The Treasury Department has said Mr. Geithner wasn't involved in the discussions over whether AIG should publicly disclose the names of its trading partners, which included Goldman Sachs Group Inc. among others. Thomas Baxter, general counsel for the New York Fed, told congressional investigators that the discussions didn't reach the level of Mr. Geithner.

New documents reviewed by The Wall Street Journal further suggest that New York Fed officials were reluctant to disclose in writing that AIG's counterparties were being paid off at 100%.

In November 2008, a Fed official urged deleting a reference to the 100% payouts from a request for proposals being sent to service providers. The RFP was for the so-called Maiden Lane III structure, formed to facilitate the New York Fed's financial assistance to AIG.

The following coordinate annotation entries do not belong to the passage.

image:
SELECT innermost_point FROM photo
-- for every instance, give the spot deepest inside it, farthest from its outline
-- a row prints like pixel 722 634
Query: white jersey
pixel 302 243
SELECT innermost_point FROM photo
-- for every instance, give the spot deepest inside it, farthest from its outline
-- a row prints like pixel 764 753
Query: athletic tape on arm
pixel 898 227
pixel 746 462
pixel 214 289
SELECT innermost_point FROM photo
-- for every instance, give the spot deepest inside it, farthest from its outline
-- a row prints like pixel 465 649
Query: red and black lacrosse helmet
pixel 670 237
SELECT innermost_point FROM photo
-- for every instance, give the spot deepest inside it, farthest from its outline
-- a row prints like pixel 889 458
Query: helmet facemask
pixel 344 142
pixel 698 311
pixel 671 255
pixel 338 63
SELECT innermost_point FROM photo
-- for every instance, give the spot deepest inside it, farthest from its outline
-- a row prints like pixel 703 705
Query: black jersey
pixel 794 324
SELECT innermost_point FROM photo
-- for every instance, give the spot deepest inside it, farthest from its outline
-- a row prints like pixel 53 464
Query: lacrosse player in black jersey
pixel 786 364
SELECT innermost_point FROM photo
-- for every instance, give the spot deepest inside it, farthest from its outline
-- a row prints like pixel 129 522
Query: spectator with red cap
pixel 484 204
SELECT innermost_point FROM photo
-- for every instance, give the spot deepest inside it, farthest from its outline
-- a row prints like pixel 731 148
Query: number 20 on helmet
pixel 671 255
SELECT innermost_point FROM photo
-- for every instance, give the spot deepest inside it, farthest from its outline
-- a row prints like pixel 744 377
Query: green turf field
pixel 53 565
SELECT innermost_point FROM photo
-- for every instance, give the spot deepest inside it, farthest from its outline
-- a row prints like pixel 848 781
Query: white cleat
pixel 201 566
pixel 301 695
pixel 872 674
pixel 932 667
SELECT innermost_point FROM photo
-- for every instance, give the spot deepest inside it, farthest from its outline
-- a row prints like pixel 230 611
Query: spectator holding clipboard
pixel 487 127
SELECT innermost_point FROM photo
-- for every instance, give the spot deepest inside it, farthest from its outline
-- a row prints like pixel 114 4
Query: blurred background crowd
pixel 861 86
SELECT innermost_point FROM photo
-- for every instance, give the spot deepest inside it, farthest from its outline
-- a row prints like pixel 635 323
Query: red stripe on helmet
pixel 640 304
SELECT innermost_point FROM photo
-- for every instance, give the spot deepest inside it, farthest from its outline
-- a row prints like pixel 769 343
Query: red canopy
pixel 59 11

A draft of the RFP said that "As consideration for the transactions, the counterparties will be paid aggregate consideration equal to the total notional exposure ..." But an email from a New York Fed official, Alejandro LaTorre, says: "Let's eliminate the second sentence that starts with 'As consideration....' As a matter of course, we do not want to disclose that the concession is at par unless absolutely necessary. In this case, not sure it is necessary because this has nothing really to do with the ML III structure." The sentence was subsequently deleted from the draft RFP, according to documents. Rep. Darrell Issa of California, the committee's top Republican, criticized the deletion as "secretive."

A Fed spokeswoman pointed to an earlier comment in which the Fed denied that it encouraged AIG to withhold information, and said that the 100% payouts to AIG's counterparties were "widely understood at the time." The RFP was intended for a limited number of potential service providers, and the amounts paid to counterparties were not relevant for those bidding to provide services, according to the New York Fed.